A Guatemalan columnist received death threats against her and her family after denouncing the sexual abuse of girls in a cotton plantation, Cerigua reported.
The Information Safety bill that is currently being considered by Panama’s National Assembly could represent a threat to freedom of expression in that country, according to several journalists’ unions and associations, the newspaper La Estrella reported.
Documents found by police in Nicaragua contain the name of a top executive with Mexico’s media giant Televisa in a recent money laundering scandal involving the two countries, according to the radio network Noticias MVS.
The United States and Cuba are at opposite extremes of Freedom House’s Freedom on the Net 2012 report. According to the New York-based organization, the United States was ranked the second most “free” country in the world for online expression, while Cuba was listed as the second to worst.
Police arrested a Mexican journalist for recording a confrontation after an election from the window of his hotel room in the city of Motozintla, Chiapas, near the Guatemalan border, reported the news agency ANSA.
Brazilian reporter Patrícia Cornils got a surprising response after sharing on Facebook a Google Docs worksheet listing fires in the favelas of São Paulo. Several people joined the collaborative reporting project that became Fogo no Barraco (Fire in the Shanty), an interactive map that cross references data on fires with real estate appreciation near the affected areas. The map demonstrates the journalistic possibilities of online collaboration and crowdsourcing information.
Ecuador's Electoral Court (TCE in Spanish) sentenced a magazine to pay $80,000 for publishing an editorial on Sept. 26, reported the newspaper El Universo.
Costa Rica’s oldest English-language newspaper, The Tico Times, announced on its website that it would stop publishing its print edition as of Friday, Sept. 28. The Associated Press reported that the 56-year-old newspaper laid off its entire 16-person staff on Tuesday, Sept. 25, and will restructure its business into an online-only publication.
The Attorney General of Colombia announced on Sept. 26 that it would take preventative measures to protect the fundamental rights of 10 threatened journalists who interviewed an ex-paramilitary leader, reported Caracol Radio.

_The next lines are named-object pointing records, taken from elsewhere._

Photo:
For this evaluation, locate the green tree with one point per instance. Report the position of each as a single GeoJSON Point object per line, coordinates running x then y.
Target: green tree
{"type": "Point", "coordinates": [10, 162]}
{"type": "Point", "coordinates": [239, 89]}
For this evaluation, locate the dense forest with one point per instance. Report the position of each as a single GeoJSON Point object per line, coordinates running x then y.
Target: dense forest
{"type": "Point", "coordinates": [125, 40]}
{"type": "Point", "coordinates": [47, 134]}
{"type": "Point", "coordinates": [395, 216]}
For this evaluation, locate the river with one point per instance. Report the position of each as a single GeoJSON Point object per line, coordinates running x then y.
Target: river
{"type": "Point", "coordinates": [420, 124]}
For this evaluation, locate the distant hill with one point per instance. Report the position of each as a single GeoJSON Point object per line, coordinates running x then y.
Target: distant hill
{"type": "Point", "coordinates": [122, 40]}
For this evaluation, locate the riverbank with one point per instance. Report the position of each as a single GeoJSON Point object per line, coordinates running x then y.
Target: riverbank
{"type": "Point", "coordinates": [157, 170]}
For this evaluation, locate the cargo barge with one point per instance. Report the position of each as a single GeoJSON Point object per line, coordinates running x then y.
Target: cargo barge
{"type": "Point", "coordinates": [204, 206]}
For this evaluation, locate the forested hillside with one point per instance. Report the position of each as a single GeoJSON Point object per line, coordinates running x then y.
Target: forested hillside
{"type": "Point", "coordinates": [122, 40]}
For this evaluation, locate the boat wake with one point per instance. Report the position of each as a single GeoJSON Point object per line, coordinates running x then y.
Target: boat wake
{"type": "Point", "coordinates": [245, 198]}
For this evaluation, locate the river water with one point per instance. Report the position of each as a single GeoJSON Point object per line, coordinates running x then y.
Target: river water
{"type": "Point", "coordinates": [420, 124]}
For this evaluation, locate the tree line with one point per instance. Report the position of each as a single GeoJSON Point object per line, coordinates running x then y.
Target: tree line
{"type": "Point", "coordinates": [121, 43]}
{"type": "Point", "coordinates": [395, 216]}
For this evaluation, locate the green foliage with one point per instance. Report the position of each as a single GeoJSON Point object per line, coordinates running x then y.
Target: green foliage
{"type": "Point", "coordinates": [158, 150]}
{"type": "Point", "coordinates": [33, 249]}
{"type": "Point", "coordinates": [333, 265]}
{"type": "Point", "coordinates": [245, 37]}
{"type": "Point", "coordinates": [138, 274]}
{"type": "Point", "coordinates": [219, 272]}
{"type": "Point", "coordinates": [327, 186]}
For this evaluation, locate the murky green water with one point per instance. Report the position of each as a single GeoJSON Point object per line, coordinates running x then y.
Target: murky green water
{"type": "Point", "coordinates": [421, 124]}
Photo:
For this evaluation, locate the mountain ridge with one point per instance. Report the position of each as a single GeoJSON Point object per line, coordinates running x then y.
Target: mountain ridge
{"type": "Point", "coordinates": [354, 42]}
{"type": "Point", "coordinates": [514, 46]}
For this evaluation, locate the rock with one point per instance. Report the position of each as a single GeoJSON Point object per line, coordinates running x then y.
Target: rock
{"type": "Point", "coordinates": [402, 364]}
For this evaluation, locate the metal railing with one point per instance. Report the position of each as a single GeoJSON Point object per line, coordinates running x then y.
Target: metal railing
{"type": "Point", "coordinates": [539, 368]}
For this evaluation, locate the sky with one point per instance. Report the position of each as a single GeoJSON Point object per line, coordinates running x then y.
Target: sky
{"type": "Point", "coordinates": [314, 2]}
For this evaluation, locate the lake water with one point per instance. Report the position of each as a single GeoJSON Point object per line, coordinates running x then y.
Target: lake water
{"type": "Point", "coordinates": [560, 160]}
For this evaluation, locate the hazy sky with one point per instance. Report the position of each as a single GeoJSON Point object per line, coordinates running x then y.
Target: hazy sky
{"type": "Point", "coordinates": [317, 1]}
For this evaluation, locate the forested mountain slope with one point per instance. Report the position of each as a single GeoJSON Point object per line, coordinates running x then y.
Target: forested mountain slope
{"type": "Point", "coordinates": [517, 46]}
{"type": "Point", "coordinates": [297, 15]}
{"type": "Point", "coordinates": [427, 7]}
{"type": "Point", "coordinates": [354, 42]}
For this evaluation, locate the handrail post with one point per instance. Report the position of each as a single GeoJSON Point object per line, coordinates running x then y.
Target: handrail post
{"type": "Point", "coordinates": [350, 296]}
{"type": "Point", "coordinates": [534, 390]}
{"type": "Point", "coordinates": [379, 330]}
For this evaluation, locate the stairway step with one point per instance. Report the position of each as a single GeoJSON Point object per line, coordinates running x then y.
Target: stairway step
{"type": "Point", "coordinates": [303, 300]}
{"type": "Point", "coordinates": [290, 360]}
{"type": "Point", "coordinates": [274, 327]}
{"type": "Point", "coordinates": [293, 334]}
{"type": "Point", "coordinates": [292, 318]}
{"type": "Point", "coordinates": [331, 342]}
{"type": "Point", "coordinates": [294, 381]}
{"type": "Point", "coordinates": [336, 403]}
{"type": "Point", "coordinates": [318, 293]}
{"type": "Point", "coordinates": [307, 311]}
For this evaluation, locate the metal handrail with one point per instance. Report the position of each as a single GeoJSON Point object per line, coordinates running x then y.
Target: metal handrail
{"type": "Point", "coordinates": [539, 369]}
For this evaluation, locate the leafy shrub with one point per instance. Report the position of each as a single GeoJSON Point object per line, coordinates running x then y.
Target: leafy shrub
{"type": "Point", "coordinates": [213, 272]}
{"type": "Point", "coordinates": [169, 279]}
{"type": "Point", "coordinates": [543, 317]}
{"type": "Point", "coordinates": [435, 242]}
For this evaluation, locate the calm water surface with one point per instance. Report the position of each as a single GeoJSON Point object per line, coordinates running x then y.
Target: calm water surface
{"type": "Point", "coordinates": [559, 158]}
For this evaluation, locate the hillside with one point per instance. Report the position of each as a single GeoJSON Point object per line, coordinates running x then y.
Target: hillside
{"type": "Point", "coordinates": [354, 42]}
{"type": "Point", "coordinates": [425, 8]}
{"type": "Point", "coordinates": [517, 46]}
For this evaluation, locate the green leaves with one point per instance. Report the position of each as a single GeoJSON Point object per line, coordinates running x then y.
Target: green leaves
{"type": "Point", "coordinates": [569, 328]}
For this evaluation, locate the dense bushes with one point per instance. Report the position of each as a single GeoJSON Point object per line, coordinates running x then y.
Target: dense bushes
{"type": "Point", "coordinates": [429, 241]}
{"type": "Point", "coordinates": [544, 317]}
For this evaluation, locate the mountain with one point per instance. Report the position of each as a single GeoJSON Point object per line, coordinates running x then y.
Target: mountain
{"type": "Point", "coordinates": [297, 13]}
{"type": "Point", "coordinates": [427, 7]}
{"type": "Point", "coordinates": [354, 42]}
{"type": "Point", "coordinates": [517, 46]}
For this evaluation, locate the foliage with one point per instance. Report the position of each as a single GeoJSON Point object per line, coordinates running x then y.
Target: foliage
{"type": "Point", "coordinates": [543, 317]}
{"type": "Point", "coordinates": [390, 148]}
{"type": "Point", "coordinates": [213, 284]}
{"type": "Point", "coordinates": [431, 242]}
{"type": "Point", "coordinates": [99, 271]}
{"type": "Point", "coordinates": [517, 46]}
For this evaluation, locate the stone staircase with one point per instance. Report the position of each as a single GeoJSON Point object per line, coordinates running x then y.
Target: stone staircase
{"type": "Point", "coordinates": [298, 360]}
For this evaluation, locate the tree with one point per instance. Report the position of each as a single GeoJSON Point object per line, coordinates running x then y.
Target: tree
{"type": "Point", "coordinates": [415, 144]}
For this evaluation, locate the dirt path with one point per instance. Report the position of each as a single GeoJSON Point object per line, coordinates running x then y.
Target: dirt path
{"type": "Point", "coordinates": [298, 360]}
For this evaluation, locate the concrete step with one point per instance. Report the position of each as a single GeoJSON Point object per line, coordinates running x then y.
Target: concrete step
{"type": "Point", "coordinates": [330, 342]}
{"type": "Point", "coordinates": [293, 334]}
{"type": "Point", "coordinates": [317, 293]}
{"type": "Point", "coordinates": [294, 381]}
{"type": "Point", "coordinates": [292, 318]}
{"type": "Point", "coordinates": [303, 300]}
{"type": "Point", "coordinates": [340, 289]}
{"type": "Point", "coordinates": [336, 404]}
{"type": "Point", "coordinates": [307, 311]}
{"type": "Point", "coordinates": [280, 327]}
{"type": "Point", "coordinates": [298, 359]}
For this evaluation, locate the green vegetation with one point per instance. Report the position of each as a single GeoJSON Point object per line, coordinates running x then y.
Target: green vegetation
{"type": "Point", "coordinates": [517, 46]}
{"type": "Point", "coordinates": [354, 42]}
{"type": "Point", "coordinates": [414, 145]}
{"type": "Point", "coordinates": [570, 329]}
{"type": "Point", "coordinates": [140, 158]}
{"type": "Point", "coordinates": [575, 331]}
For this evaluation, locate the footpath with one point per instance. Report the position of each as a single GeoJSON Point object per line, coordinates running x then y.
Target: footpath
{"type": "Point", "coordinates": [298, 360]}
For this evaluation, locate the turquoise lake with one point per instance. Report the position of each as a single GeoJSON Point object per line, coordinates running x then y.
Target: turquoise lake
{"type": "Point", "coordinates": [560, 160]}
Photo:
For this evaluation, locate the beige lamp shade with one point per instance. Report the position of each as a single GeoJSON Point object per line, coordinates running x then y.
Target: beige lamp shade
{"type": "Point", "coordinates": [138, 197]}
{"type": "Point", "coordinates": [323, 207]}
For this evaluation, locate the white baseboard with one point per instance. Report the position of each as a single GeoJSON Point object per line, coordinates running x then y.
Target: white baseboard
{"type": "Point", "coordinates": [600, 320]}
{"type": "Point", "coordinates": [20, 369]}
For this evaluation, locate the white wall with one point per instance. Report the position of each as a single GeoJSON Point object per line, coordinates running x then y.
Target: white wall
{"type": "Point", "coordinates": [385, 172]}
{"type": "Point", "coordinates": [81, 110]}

An Ecuadorian journalist was denied entrance into a press meeting with the country's President, Rafael Correa, at the Teleradio Noticias station after the Secretary of Communication complained that his questions could make some officials uncomfortable, reported Fundamedios.
Following threats against his life, another journalist from Veracruz, Mexico has decided to seek asylum abroad, reported the Foundation for Freedom of Expression.